J'ai vécu une situation semblable, quoique pas identique, avec les Flyers de Philadelphie et Peter Forsberg qui voulait tester le marché des joueurs autonomes en 2007. On avait cherché à le convaincre de rester avec nous parce qu'il était un leader dans le vestiaire, mais ça reste que c'était un sujet de conversation autour de l'équipe et d'une certaine façon, c'était devenu une distraction. Finalement, il avait été échangé à Nashville.

Il y a des rumeurs qui ont été lancées à l'effet que le Canadien serait sur les rangs pour obtenir les services de Dubois.  Je ne doute pas que Marc Bergevin soit intéressé par le joueur, mais qui ne le serait pas ?  À son jeune âge, il a déjà trois saisons dans la LNH. Il est un gros centre offensif qui joue dans les deux sens de la patinoire. Il est alléchant, mais à quel prix ?

Au-delà des joueurs de talent à donner, il y a un prix en argent pour le Canadien qui doit respecter son plafond salarial.

Les rumeurs impliquent des joueurs comme Jesperi Kotkaniemi et Nick Suzuki, mais il faudra donner des joueurs de trois ou quatre millions pour absorber le salaire de Dubois.  Je crois en l'intérêt, mais je ne suis pas convaincu que c'est réalisable.

Personnellement, il n'y a pas beaucoup d'intouchables chez le Canadien, mais Suzuki en fait partie. Même à un contre un, je n'échangerais pas Suzuki, car son plafond offensif est supérieur à celui de Dubois.

J'ai moins de problèmes si l'on parle de Kotkaniemi, de Cole Caufield et des choix au repêchage. Il faudra aussi céder un joueur actif pour libérer de la place sous le plafond, mais je ne ferais pas de surenchère parce que c'est un Québécois qui veut venir ici.

Chez les ailiers, celui dont je serais le plus réticent à laisser partir est Brendan Gallagher, mais s'il fallait sacrifier un gars comme Jonathan Drouin ou Phillip Danault pour entrer dans les exigences salariales et s'améliorer, je pense que je le ferais.

Ça me ferait de la peine de voir quelqu'un que j'aime partir, mais si en fin de compte, ça me donne un meilleur club, je bougerais, surtout si ça me donnait un joueur de centre qui a le potentiel d'être ton numéro un ou numéro deux si l'on considère que Suzuki est le numéro un.

Un premier match qui rassure

Le premier match de la saison du Canadien contre les Maple Leafs de Toronto m'a procuré plusieurs réponses à mes questions.

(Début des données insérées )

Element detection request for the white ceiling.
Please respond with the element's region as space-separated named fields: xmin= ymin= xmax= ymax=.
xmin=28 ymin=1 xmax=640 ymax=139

J'ai constaté que le Canadien était un club plus dynamique, plus profond en attaque et avec une défensive qui est difficile à affronter. Même si le Canadien a accordé cinq buts, je pense qu'individuellement, il sera difficile de jouer contre les défenseurs montréalais. La partie s'est jouée au niveau systématique contre une attaque A+ des Leafs.

Globalement j'ai aimé ce que j'ai vu des nouveaux joueurs comme Tyler Toffoli et Josh Anderson. Ils ont bien répondu à l'appel. J'aime la composition de cette équipe et j'estime que le potentiel est réel. Il suffit de tout mettre ensemble et que la chimie s'installe au sein du club.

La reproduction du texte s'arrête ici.